# "Blue Marlana" 7/11/14.



## DISANTO (Oct 1, 2007)

Trip #6 had us leaving the dock yesterday around noon. We ran to the nipple, then eased southwest towards the steps. When we got there, the water was horrible, so we decided to continue towards the rigs. We try to avoid rig fishing if possible, but it seemed this was the best option to get into some fishy water. 

We put the spread out around 0600, to include a squid chain with a small sea star on the flat line. As soon as we passed some drill ship, we had a very nice blue on. Marlana got it to the boat in 22 minutes, and this thing was fired up! It kicked my a** pretty bad on the wire. (Video to come). She did get a tag in the fish, but I had to let go as soon as I got the hook out. The pics are taken from the video head cam. 

We live baited a small black fin around beer can and had another bigger blue on, only to have her come unbuttoned. Pretty slow day, but happy with our marlin. (Did catch a few tunas not worth mentioning)

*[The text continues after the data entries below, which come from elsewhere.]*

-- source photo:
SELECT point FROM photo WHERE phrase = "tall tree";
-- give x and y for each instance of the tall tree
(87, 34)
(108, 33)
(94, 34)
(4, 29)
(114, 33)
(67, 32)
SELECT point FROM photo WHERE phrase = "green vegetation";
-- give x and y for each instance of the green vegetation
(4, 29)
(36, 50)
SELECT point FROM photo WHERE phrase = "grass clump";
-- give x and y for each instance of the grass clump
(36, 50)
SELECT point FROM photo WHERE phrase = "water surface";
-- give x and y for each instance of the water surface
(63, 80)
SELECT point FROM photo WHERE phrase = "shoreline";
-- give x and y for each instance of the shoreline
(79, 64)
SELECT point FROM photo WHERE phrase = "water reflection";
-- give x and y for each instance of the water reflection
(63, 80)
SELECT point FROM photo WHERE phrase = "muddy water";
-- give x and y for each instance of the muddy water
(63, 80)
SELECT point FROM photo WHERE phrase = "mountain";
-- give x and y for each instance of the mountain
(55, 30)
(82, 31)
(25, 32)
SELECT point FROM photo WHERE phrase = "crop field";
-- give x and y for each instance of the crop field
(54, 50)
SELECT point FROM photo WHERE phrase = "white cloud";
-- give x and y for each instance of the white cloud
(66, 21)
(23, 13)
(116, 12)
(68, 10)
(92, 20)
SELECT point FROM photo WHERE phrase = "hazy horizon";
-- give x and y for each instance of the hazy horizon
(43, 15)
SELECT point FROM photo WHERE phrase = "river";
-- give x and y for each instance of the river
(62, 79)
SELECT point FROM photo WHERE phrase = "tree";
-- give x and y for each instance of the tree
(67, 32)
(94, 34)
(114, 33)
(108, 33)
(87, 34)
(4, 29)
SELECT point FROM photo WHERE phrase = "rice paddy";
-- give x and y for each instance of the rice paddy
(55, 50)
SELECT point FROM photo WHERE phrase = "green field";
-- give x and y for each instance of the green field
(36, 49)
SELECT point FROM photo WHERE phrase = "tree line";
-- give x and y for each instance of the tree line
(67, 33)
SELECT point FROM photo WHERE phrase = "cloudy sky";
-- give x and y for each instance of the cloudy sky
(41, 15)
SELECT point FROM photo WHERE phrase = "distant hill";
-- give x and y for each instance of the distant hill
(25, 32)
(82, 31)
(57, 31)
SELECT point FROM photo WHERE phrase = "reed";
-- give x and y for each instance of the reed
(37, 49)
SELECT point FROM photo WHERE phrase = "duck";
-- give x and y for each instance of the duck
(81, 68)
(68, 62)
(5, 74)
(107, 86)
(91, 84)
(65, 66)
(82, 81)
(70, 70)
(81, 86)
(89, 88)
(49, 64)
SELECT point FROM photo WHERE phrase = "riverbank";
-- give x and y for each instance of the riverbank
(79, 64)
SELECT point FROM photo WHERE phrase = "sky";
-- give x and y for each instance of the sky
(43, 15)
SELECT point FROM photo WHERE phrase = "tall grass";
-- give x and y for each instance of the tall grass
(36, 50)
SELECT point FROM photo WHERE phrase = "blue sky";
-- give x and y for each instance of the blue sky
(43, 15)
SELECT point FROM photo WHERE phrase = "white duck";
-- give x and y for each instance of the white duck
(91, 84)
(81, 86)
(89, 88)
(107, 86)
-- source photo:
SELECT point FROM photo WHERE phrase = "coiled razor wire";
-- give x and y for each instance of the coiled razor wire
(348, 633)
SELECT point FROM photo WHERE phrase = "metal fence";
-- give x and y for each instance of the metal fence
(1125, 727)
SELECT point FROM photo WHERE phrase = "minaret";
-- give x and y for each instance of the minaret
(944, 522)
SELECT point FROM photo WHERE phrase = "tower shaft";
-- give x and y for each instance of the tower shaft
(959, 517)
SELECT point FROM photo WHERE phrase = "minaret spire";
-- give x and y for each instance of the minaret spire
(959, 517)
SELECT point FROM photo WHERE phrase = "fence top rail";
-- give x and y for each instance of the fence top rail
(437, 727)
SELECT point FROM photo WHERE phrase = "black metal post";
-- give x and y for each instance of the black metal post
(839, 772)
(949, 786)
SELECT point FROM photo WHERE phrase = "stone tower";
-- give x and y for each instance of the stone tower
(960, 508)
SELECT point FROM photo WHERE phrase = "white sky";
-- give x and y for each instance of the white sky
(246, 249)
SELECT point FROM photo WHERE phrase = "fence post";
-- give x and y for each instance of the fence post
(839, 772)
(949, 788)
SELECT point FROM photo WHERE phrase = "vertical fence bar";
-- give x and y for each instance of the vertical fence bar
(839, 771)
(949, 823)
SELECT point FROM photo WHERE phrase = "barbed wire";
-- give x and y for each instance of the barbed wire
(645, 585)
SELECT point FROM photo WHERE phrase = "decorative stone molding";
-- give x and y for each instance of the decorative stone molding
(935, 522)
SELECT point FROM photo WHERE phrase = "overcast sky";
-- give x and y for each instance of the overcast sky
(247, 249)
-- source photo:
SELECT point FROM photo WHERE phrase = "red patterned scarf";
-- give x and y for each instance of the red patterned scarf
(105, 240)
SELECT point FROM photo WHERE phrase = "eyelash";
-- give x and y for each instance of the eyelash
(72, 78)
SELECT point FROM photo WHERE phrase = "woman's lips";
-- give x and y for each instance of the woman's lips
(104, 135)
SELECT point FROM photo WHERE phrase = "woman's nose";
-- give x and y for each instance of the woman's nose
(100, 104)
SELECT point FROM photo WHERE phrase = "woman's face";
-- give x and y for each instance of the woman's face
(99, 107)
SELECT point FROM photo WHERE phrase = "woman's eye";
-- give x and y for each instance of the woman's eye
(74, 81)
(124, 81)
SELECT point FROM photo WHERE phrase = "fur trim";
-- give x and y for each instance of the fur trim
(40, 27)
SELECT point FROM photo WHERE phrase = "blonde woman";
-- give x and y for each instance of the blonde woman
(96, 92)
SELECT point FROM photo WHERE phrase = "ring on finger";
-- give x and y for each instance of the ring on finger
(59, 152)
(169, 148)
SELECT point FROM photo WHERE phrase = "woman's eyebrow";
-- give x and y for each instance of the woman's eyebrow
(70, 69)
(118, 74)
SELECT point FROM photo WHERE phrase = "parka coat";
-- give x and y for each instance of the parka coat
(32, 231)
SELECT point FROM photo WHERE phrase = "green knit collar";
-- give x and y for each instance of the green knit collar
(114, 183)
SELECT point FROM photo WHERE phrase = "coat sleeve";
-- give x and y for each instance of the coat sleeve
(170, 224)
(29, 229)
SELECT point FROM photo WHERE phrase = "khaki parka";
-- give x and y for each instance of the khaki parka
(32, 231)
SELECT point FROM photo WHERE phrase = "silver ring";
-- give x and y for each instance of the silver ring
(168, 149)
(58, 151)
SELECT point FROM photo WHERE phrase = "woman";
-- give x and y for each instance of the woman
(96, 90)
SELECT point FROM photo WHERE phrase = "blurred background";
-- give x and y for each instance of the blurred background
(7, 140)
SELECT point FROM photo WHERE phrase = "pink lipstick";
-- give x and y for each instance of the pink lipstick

Absolutely dead calm seas all day. The parking lot of boats reminded me why I don't fish the rigs very often. Give me open water and solitude, and I'm a happy man!

Tight lines!

Dave

































Anyone know what that ship is? Was close to the beer can.


----------



## John B. (Oct 2, 2007)

Kinda looks like the West Vela.


----------



## panhandleslim (Jan 11, 2013)

Good looking camera work; especially of the Blue.


----------



## Bodupp (Oct 3, 2007)

Great job, as usual. How many blues this year?


----------



## Chris V (Oct 18, 2007)

I'm starting to think that you and Marlana could catch a Blue Marlin in Lake Michigan

Great report as always


----------



## bigtallluke (Jul 14, 2012)

You two are an awesome team... I love reading the reports from you guys! Well done and nice pics.


----------



## PELAGIC PIRATE (Oct 10, 2007)

Wow :thumbsup:


----------



## Captain Woody Woods (Oct 2, 2007)

John B. said:


> Kinda looks like the West Vela.


West vela is orange, and will be over by horse for a long time


----------



## Reelbait (Mar 3, 2013)

Jeanne and I need to just fish in your wake. Only problem is, even the nipple is two hours out of the pass. Going to the rigs, add a day each way.


----------



## Kim (Aug 5, 2008)

I too enjoy reading the reports by the fishing duo! As usual fantastic pics and a great write up. I looked at those pics for about the third time and , man that was a solid hook up.


----------



## recess (Oct 8, 2007)

Awesome job !!! Rack up another blue!


----------



## Frenchy (Oct 2, 2007)

Great results as usual, thanks for the report. Is there a trip when the Blue Marlana does not hook up, great job :thumbsup:


----------



## Docs Holiday (Mar 11, 2012)

I'll be there tonight. If it has not moved I'll let you know. It's not on Hilton's.


----------



## Tim_G (Feb 22, 2008)

Ya'll got the blues figured out. Congrats on another!


----------



## cobe killer (Apr 13, 2008)

awesome job on the blue!!


----------



## ateupwitit (May 26, 2008)

Great report and congrats on the blue, 

that drill ship has been there at least since the 4th of July weekend.


----------